L’IMPORTANZA DI KEPLERO

Sin dai tempi della scuola abbiamo incontrato tre leggi che raccontano di pianeti in moto intorno al Sole: le “leggi di Keplero”. In realtà, nel caso in cui si possano trascurare le influenze di altri corpi, le leggi valgono per qualsiasi coppia di corpi dotati di massa, di cui uno abbia massa trascurabile rispetto all’altro. Perciò esse non riguardano soltanto i corpi celesti, anche se gli esempi più classici di applicazione sono le lune in moto intorno ai propri pianeti o i satelliti artificiali intorno alla Terra.
Il linguaggio in cui ancora oggi le studiamo in realtà è una sorta di fossile culturale. Ci racconta il modo in cui sono state scoperte, appunto studiando il moto dei pianeti, e la principale attività dello scienziato che le ha scoperte, l’astronomia.
L’ordine con cui le conosciamo oggi si è consolidato a partire dalla fine del Settecento. In realtà Keplero scoprì dapprima la cosiddetta seconda legge, poi la prima e infine, molti anni dopo, la terza. Ma, come lo stesso Keplero aveva compreso, la legge nota come seconda non era giustificata se non ammettendo orbite ellittiche (la prima legge) e per questo motivo storicamente l’ordine delle due leggi fu invertito. Qui le presenteremo nell’ordine che conosciamo. Le prime due leggi furono pubblicate all’interno dell’Astronomia nova nel 1609, mentre la terza apparve solo un decennio più tardi nell’Armonia del mondo, un’opera in cui l’astronomia è affrontata a fianco di teorie armonico-musicali.

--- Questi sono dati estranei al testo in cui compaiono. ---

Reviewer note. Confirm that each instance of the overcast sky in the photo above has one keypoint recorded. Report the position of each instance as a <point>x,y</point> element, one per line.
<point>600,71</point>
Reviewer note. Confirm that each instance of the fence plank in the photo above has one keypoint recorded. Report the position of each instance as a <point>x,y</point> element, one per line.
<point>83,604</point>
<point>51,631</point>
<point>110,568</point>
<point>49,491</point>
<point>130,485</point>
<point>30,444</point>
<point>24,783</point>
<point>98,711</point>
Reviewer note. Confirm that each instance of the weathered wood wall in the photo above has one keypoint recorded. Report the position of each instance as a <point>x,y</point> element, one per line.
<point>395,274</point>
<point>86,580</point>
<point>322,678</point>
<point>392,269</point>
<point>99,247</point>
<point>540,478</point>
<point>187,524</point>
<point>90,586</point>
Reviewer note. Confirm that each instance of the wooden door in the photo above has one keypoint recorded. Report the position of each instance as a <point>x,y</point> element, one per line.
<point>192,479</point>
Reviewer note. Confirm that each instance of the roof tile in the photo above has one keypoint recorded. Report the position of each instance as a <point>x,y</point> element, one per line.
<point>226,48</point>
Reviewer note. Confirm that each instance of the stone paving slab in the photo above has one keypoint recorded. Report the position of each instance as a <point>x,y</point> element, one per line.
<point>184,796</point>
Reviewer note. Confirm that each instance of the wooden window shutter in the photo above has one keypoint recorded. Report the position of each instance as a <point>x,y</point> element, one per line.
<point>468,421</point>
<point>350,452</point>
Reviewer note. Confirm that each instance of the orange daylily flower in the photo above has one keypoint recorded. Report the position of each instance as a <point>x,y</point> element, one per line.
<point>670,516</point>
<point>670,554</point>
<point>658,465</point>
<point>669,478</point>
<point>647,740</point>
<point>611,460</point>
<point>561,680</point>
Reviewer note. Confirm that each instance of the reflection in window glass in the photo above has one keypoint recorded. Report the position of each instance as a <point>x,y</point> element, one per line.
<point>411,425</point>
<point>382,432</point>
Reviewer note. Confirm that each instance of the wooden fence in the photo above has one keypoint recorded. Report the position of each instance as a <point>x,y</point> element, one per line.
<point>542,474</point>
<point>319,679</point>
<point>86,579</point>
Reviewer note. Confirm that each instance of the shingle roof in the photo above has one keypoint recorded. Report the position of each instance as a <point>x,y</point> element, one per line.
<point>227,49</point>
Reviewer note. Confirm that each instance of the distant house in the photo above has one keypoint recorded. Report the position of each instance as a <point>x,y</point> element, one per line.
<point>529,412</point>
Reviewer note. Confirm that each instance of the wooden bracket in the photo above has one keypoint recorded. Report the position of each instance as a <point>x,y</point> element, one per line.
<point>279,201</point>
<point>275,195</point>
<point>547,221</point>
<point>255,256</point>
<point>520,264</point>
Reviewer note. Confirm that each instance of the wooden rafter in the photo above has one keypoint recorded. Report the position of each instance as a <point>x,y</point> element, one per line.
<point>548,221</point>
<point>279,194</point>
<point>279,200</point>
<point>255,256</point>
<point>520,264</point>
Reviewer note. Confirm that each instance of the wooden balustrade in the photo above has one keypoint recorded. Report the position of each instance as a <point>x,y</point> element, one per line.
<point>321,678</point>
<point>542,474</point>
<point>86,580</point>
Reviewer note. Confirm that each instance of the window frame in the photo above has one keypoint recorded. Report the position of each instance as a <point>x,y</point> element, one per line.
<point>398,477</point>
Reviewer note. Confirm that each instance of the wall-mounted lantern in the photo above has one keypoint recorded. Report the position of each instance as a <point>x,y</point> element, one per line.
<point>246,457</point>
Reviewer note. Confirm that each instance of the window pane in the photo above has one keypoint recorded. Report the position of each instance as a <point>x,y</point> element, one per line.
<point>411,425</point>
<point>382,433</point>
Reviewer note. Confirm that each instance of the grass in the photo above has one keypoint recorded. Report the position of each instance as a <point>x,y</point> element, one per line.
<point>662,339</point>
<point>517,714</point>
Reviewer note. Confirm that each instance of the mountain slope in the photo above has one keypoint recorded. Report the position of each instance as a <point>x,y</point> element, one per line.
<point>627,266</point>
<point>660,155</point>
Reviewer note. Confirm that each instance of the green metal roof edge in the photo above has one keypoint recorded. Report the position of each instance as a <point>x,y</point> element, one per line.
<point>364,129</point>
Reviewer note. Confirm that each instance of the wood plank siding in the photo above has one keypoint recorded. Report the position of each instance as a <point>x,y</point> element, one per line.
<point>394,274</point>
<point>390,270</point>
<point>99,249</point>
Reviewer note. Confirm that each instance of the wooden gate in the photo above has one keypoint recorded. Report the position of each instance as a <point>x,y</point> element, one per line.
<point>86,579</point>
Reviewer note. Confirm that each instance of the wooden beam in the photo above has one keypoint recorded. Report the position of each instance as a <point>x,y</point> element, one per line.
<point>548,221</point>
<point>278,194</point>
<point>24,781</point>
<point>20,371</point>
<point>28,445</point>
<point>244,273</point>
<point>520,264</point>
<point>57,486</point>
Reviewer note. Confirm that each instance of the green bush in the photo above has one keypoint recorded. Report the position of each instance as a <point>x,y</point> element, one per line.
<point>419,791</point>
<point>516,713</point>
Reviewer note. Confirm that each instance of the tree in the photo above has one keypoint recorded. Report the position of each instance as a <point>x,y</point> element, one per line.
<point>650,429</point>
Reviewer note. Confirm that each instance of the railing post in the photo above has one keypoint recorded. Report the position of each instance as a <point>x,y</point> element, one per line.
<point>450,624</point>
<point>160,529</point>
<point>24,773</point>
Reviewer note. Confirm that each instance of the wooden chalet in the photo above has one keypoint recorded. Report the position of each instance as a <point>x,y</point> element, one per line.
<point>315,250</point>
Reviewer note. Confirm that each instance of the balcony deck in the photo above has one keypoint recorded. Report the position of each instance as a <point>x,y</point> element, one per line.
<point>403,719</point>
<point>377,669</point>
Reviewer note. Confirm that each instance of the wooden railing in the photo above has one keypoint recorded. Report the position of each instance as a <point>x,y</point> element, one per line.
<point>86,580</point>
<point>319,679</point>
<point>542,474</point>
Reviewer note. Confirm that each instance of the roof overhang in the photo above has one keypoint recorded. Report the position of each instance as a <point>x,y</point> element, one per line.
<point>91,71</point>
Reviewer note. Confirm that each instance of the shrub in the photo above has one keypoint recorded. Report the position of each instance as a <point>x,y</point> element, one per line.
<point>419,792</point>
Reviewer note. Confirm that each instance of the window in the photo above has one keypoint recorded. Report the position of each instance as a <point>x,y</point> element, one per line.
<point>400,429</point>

I legge: Un pianeta in orbita intorno al Sole percorre traiettorie ellittiche, di cui il Sole occupa uno dei due fuochi

La prima legge di Keplero descrive la forma dell’orbita. Fin da Aristotele gli studiosi di astronomia ritenevano che i corpi celesti, nel loro moto eterno e immutabile, dovessero percorrere orbite perfettamente circolari, essendo il cerchio la forma perfetta, immagine del divino e adatta pertanto ad abitare i cieli. Quando le osservazioni mostrarono che i pianeti non “ubbidivano” a tale precetto, pur di non rinunciare ad una forma tanto semplice e ideale avevano introdotto gli epicicli, combinazioni di più cerchi in moto uno sull’altro, una struttura complicata ma in grado di fornire previsioni ragionevolmente accurate sulla posizione che un pianeta avrebbe occupato in una determinata data. Gli stessi Copernico e Galilei, pur protagonisti della nascita dell’astronomia moderna, non seppero mai rinunciare alle orbite circolari.
Il giovane Keplero ebbe invece la fortuna, come primo incarico astronomico, di essere posto di fronte al problema del moto di Marte, il pianeta che più di ogni altro sembrava non seguire le regole aristoteliche. Non solo la sua orbita non è propriamente circolare, ma oltretutto esso compie in cielo una vera e propria danza, cambiando anche periodicamente il verso del moto così da disegnare come dei cappi, in quello che viene detto moto retrogrado. Keplero osa compiere una vera e propria rivoluzione: decide di rinunciare a una forma ideale da applicare a priori al moto del pianeta, per lasciare che siano le osservazioni, i calcoli e la geometria a rivelare quale sia la curva effettivamente percorsa. Alla ricerca della forma corretta, egli si avvicina alla soluzione approssimandola con i più disparati tentativi, tra strani ovoidi e quelle che egli chiama le «vie paffute».
Dopo interi anni passati a scrivere «se solo fosse un’ellisse…», ha infine l’illuminazione decisiva: tutte le misure osservative prese per Marte vanno corrette, perché anche noi, dalla Terra, lo osserviamo come astronauti, spostandoci nello spazio non su un cerchio perfetto ma a nostra volta su un’ellisse.
Corretti i dati, a Keplero si mostra l’ellisse di Marte, che apre la strada da lì a poco alle ellissi degli altri pianeti e delle lune di Giove.
Anche la posizione del Sole viene determinata dalla prima legge di Keplero. Nel sistema di Copernico il Sole aveva preso il posto della Terra al centro del cosmo. Ma già Copernico si era accorto che le osservazioni non concordavano con precisione. Al centro del suo cosmo aveva perciò messo il Sole medio, ovvero un punto matematico attorno al quale il Sole vero sembrava oscillare. Keplero, che desidera costruire una fisica dei cieli, riprende a considerare il Sole vero, scoprendo che, se l’orbita è un’ellisse, il Sole si trova in uno di quei due punti che definiscono matematicamente l’ellisse, e che proprio lui battezza “fuochi”. Il protagonista del sistema solare diviene quindi il Sole vero e proprio, con la sua massa. Pertanto la distanza di ciascun pianeta dal Sole non è un valore costante, ma varia da un minimo (e si dice che il pianeta è al perielio) a un massimo (e si dice che il pianeta è all’afelio).
Sarà poi Newton a mostrare come questa legge si possa dedurre dalle leggi della meccanica classica. In particolare, possiamo mettere in relazione la prima legge di Keplero con la conservazione della quantità di moto del sistema.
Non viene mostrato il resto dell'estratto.